About 61.6% of patients (n = 61/99) had at least one comorbid condition, the most common being Vitamin D insufficiency/deficiency (Table 1). Approximately 20% of our patients (n = 20/99) suffered from a psychiatric condition, most commonly depression. Two patients had suffered from avascular necrosis of the hip(s) (See supplementary material for more information).

Clinical features

One-third (33.3%) of the symptoms at onset were sensory in nature, while 29% had optic neuritis at onset (Figure 2). 34% of patients (n = 34/99) had 2 or more of the following features at onset: sensory symptoms; weakness; optic neuritis; ataxia and vertigo; and Cranial nerve palsy. These symptoms were also usually the same presenting features when the patient first made contact with AKUHN, although urinary symptoms were also more common (present in 26.3% and 17.2% respectively). The mean duration between the first and second visit to AKUHN was 7.8 months (SD = 16.5). More than half (64.3%) of the patients (n = 63/99) who presented to AKUHN had a relapse and 52% (n = 51/99) were first seen in the inpatient setting (Table 1). EDSS scores were not reported within any of the clinic notes.

Figure 2.

Symptoms at onset and at the first AKUHN visit.

Investigations

More than half (53%) of patients (n = 52/99) had their first MRI prior to first visiting AKUHN, of which 42% (n = 22/52) had enhancing lesions. The mean duration from symptom onset to obtaining the first MRI of the CNS was 5.04 years (SD = 8.01) (Table 1). Majority of the patients (91%; n = 41/45) who had their first MRI at AKUHN had enhancing lesions. Among patients who had their first MRI prior to visiting AKUHN, 41% (41/52) met the radiologic criteria of MS. Among patients who had their first MRI at AKUHN, 82% (37/45) met the radiologic criteria of MS.
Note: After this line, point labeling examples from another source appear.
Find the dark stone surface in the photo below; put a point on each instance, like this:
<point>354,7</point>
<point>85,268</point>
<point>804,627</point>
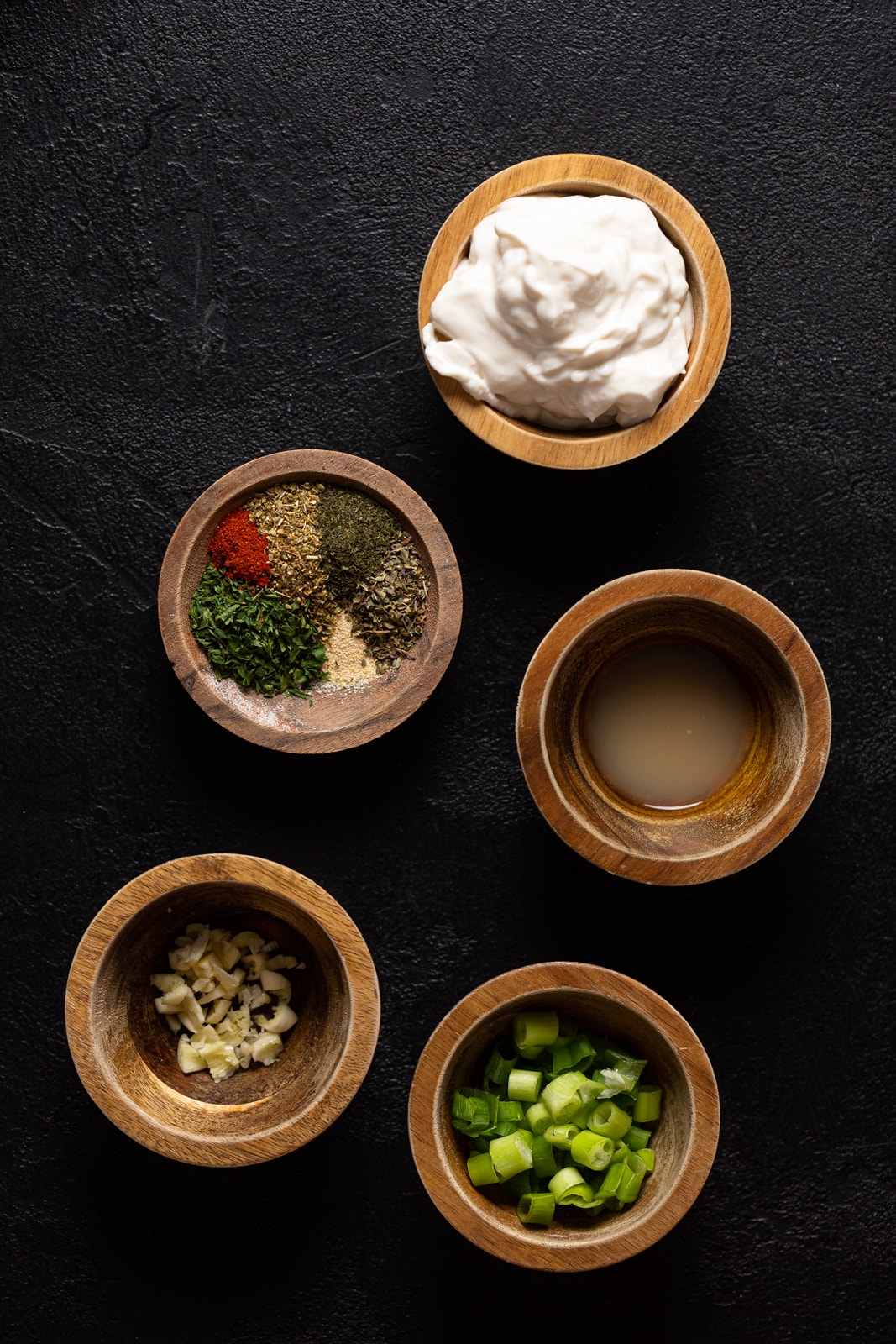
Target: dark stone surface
<point>215,219</point>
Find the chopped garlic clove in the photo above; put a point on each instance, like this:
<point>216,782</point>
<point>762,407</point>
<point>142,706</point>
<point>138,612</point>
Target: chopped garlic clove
<point>266,1048</point>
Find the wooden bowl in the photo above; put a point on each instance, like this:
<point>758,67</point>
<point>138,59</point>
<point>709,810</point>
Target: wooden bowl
<point>593,176</point>
<point>332,719</point>
<point>604,1001</point>
<point>789,738</point>
<point>127,1055</point>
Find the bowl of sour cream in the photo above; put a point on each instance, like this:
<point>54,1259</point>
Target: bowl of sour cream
<point>574,311</point>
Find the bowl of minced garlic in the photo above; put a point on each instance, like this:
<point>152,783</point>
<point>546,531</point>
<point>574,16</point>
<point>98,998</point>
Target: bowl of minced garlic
<point>222,1010</point>
<point>309,601</point>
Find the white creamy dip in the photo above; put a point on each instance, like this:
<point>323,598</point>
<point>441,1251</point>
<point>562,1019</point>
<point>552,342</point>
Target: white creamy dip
<point>570,311</point>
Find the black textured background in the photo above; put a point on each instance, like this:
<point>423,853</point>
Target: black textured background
<point>214,219</point>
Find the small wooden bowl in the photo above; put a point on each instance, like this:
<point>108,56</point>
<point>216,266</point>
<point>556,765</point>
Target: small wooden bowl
<point>128,1058</point>
<point>332,719</point>
<point>590,175</point>
<point>765,799</point>
<point>604,1001</point>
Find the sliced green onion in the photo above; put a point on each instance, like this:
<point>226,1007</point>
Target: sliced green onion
<point>560,1136</point>
<point>609,1120</point>
<point>473,1110</point>
<point>537,1209</point>
<point>647,1105</point>
<point>591,1151</point>
<point>524,1085</point>
<point>517,1186</point>
<point>562,1095</point>
<point>535,1028</point>
<point>511,1153</point>
<point>481,1169</point>
<point>637,1137</point>
<point>537,1117</point>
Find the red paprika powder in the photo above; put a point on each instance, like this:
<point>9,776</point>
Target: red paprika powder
<point>241,550</point>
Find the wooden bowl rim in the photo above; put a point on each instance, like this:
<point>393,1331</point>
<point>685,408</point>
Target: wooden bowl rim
<point>469,1213</point>
<point>268,1142</point>
<point>566,172</point>
<point>385,706</point>
<point>616,596</point>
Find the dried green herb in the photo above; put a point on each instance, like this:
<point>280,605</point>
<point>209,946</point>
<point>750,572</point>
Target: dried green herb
<point>356,534</point>
<point>253,638</point>
<point>389,609</point>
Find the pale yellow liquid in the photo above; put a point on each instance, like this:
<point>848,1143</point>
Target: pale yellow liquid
<point>668,725</point>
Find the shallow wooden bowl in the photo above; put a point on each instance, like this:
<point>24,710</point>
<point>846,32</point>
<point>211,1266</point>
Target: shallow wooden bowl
<point>590,175</point>
<point>763,800</point>
<point>332,719</point>
<point>604,1001</point>
<point>127,1055</point>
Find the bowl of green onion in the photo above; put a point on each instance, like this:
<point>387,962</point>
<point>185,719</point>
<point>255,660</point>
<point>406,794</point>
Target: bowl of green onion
<point>563,1117</point>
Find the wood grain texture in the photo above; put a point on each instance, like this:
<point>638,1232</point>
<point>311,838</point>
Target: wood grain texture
<point>590,175</point>
<point>768,795</point>
<point>125,1054</point>
<point>604,1001</point>
<point>332,719</point>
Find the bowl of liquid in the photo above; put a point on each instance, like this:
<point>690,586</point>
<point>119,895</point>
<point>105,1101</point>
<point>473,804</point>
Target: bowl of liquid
<point>673,726</point>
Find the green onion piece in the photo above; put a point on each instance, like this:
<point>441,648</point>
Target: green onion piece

During diagnostic evaluation, 63% of patients (n = 63/99) had CSF studies done, of which 39 patients were positive for CSF OCBs (as indicated by an elevated IgG level in CSF of more than 34 mg/l). There were no abnormalities in CSF white cell counts and no organisms isolated in CSF culture. All 45% of patients (n = 45/99) had VEPs done, of which 20 were abnormal. A total of 7 patients were evaluated for John Cunningham virus (JCV) antibodies, of which 3 were positive, all of whom were on natalizumab or rituximab.

Admissions and relapses

The mean number of visits to AKUHN was 8.29 (SD = 8.84), while the mean number of admissions during the study period was 1.85 (SD = 2.27). The mean duration to first relapse was 3.99 years (SD = 6.66). The most common reason for admission was relapse investigation and treatment (51.6%), followed by rituximab infusion (18.6%) and diagnostic workup (16.3%).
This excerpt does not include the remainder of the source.